Once you know when to harvest Butternut Squash, the next step would be to know How to harvest them. Let us see what it takes for a good harvest!

  • It is advisable not to twist and pull the fruits from the plant. They can get damaged. In case you accidentally pull the fruit without the stem, it will rot faster in storage.
  • The correct way to harvest the crop is by cutting the squash from the vine using a pair of garden shears or scissors. Leave a few inches of stem attached to the fruit to avoid rots. The wounds may invite microorganisms.
  • Wipe the dirt off the fruit with a damp cloth rather than washing them. In case you wash them, then do not forget to air dry well before storage to avoid rotting.
  • Handle the fruits gently to avoid bruises. Never hold the fruit by its step as it may break.
  • Consume the damaged or bruised squashes quickly, such fruits do not store well. If you detach the whole stem of the fruit, do not keep them in storage, use them as soon as possible. 
  • You may use the overripe squashes and those which have insect damage for compost.


After harvesting the crop, curing is an essential step to get the best taste of the fruits. Some planters believe it is unnecessary, on the other hand, some say it is a mandatory one. 

Curing allows the flavour of the fruit to reach its peak sweetness. It also hardens the skin of the fruit letting us store them for longer durations. Once, you cure the squashes; you can store the fruits well up to six months, some varieties even stay fresh till a year.


Allow the harvested fruits to sit in the sun for seven to ten days. If weather forecasts show frost, then bring the harvest to a warm and dry place inside. A Greenhouse, polytunnel, or warm closets work well for the purpose.

An ideal temperature is around 70 F. (20 C.). Sometimes, the insects attack the harvest if left to cure outdoors, so in that case, store the harvest at room temperature.


After the curing is over, the next step is to store the fruits properly to keep them for a longer time.


  • Store the squashes in a cool and dry place. A temperature of 40-50 F./4-10 C would be ideal. Required humidity is 50 to 70 per cent. 
  • Locations such as a basement, a root cellar, or a garage work well for the purpose.
  • Never freeze the fruits. The frozen squashes do not store well. 

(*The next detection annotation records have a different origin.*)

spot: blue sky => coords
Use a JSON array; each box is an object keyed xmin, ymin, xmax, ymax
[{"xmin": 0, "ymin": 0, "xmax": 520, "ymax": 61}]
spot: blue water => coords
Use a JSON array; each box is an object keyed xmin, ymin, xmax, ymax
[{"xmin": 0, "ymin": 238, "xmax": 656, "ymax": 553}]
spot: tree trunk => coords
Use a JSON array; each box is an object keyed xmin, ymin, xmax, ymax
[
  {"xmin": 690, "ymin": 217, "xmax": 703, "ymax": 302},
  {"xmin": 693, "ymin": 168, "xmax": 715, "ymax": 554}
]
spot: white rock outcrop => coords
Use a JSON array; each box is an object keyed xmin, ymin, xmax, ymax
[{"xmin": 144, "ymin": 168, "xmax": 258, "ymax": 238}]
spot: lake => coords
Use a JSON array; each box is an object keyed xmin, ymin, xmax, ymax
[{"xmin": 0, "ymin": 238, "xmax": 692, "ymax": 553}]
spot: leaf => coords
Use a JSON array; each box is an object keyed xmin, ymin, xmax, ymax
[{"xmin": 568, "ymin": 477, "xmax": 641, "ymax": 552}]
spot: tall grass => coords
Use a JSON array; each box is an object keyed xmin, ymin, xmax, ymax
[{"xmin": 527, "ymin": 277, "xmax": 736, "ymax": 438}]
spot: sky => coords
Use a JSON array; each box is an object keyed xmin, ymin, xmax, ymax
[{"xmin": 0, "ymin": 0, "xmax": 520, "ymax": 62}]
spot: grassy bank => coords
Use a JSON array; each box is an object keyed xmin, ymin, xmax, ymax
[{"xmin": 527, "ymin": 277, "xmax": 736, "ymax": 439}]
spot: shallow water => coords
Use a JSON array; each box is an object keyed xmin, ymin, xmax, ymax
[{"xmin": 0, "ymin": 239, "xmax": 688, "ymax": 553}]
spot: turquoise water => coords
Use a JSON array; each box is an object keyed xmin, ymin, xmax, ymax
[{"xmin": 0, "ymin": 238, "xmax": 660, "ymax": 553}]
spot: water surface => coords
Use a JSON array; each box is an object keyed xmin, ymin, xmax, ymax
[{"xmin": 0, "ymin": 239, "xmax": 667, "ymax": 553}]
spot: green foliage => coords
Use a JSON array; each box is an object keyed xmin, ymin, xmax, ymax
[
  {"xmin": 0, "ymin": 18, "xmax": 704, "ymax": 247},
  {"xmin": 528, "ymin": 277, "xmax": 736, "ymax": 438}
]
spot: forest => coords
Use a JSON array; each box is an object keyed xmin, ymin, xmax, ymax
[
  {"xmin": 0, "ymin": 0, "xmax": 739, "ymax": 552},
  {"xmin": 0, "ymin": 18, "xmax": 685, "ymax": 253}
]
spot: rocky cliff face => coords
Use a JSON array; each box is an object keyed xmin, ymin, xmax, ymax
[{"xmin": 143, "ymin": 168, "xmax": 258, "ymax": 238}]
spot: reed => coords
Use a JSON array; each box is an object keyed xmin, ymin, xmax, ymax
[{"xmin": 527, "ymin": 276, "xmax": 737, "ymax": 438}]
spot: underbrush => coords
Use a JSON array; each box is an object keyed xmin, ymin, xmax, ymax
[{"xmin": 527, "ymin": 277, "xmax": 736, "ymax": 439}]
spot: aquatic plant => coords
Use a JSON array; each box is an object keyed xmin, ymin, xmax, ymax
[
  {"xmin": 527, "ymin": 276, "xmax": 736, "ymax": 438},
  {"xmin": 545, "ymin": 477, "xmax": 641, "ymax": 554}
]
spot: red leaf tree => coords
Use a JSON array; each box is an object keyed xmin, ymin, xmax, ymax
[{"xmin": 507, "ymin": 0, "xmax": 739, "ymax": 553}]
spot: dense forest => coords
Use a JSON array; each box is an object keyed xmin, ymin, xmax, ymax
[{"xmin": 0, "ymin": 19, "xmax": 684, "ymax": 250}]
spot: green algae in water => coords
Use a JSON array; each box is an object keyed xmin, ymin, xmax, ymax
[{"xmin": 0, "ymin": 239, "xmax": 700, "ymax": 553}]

  • You can store the harvest in a box, basket, tubs, or crates too if no specified location is available.
  • Do not pile the fruits in a box or a basket. Keep the squashes in a single layer on a crate or box. 
  • Keep room for air circulation. Do not let the fruits touch each other or pile over to avoid them from rotting.
  • Keep checking the stored squashes for any spoilage. Remove the spoilt ones promptly since they can spoil others too.
  • The squashes last for only 14 days at room temperature if you do not store them at ideal locations.
  • Another way to keep the squashes away from pests is to make a puree and then store them. Peel the fruits, chop them in small pieces and boil until they are soft. Make a mash or puree. Freeze it in an airtight container for up to six months.
  • You can also make soup from the squash and store it for future use.